After lunch, during which she refused everything but lettuce, Jojo declared that she needed some ‘me time’, whatever that is, and took herself back upstairs reappearing dressed in a low cut top and skin tight trousers leaving nothing to the imagination, just as I was pouring the drinks and passing the Bombay mix round. Crichton’s eyes were on stalks. By the time we’d moved to the dining room for an onion bhaji/chicken samosa starter (Cook makes everything from scratch) things seemed to have thawed between Alex and Jojo. At least, he was squeezing her thigh under the table and she was calling him ‘Babe’ again, if that is any indicator of affection.
It wasn’t until she dished up the chicken jalfrezi (one on Crichton’s favourites) that we realized how short-sighted Cook really is. There’s quite a difference between a teaspoon and a tablespoon when measuring spices.
Wowzers!
Jojo’s usual pallid complexion turned very pink for a few seconds before she put down her fork and declared herself a vegetarian. I did my best…one doesn’t want to offend the staff, and Crichton took at least four mouthfuls, but Alex battled on regardless, declaring it a culinary masterpiece.
‘I haven’t had a proper curry like this since I lived in Cardiff 30 years ago,’ he declared, ‘but in those days the meat was usually fox or rabbit.’
And talking of rabbits…
It was at this moment that Brexit appeared with something in his mouth. Something pink and plastic and pulsating. Let’s face it girls, we all have one, don’t we? For dull days when there’s nothing much on the TV… (mine is under the mattress and well hidden from prying canine snouts) …but I don’t take it away for a weekend with friends!
Well! You could have heard a pin drop…
Then Jojo squealed, Crichton said something about Viagra and Alex choked on his poppadum, while I tried to grab the sausage and his prize. He has a strong grip and wasn’t going to give it up easily, but I finally wrested it from his jaws and returned it to its owner. It was now a bit rough in places and one of the ears had come off the G-spot stimulator but with a good wash it should be perfectly serviceable. To give her credit, Jojo didn’t say a word. She just slid the offending item into her enormous handbag and took another piece of Naan.
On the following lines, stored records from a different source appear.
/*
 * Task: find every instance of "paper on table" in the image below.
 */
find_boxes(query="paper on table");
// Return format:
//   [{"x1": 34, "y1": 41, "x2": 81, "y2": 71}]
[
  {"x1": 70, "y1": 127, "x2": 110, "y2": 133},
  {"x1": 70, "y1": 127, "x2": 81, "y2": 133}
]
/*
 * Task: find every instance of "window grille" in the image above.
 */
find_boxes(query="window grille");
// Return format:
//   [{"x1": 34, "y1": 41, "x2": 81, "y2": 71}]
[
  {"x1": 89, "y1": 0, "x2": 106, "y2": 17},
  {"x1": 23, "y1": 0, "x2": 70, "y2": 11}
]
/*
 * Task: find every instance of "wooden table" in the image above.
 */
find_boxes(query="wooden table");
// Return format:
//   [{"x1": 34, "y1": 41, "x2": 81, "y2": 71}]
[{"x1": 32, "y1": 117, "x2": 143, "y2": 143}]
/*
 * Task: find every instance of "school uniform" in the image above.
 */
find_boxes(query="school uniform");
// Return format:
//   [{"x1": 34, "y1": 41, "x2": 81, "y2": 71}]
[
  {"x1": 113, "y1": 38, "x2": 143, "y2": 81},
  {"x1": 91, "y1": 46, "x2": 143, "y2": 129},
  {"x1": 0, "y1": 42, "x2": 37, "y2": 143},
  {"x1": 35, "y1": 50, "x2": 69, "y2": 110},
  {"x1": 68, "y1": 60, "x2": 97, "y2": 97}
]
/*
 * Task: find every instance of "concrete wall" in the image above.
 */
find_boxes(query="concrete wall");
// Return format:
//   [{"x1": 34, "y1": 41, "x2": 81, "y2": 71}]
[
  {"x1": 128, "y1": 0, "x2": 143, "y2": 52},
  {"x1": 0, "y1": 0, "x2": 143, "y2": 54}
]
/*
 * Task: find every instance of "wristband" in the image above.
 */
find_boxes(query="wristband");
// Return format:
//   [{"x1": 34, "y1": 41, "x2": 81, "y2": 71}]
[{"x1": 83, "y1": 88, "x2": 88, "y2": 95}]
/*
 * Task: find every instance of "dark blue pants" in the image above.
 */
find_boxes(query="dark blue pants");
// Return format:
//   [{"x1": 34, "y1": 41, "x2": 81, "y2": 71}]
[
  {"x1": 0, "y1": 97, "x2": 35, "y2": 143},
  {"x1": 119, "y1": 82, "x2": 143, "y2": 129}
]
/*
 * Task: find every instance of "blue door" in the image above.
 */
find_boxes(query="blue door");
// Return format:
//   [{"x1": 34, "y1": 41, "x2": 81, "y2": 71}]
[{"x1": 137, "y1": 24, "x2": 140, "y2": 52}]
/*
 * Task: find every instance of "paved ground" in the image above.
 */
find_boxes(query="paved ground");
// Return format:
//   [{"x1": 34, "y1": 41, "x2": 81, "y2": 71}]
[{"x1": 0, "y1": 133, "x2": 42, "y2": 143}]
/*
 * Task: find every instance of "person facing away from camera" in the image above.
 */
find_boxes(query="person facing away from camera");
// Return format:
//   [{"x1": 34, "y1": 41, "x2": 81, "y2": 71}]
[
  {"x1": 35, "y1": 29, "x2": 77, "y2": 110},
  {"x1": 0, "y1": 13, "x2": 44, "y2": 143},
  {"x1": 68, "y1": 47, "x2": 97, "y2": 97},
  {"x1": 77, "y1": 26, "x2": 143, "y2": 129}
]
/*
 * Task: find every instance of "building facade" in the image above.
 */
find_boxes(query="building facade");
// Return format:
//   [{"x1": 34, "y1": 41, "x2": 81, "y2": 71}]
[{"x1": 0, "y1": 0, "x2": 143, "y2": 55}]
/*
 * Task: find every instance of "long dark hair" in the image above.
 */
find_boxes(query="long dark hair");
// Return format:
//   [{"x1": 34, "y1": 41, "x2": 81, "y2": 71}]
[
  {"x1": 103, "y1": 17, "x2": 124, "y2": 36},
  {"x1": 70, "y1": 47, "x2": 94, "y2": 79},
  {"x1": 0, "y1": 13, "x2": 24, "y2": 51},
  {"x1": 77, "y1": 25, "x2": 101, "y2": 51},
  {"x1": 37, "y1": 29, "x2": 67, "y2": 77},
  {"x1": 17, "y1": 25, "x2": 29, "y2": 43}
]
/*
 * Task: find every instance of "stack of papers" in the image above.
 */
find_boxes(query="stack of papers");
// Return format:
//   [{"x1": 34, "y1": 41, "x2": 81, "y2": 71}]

I hate to think what else she keeps in there.
Crichton coughed and asked if anyone would like a top up and the conversation was off again, skirting around the elephant/rabbit in the room, as if nothing had happened.
The evening took an upward turn when Cook served the dessert. Glistening under a pineapple ring were her glasses baked into the upside-down-pudding.
Crichton Comments
Well that went off rather well. Good to see Cynthia and Jojo seem to be hitting it off at last. Lovely girl.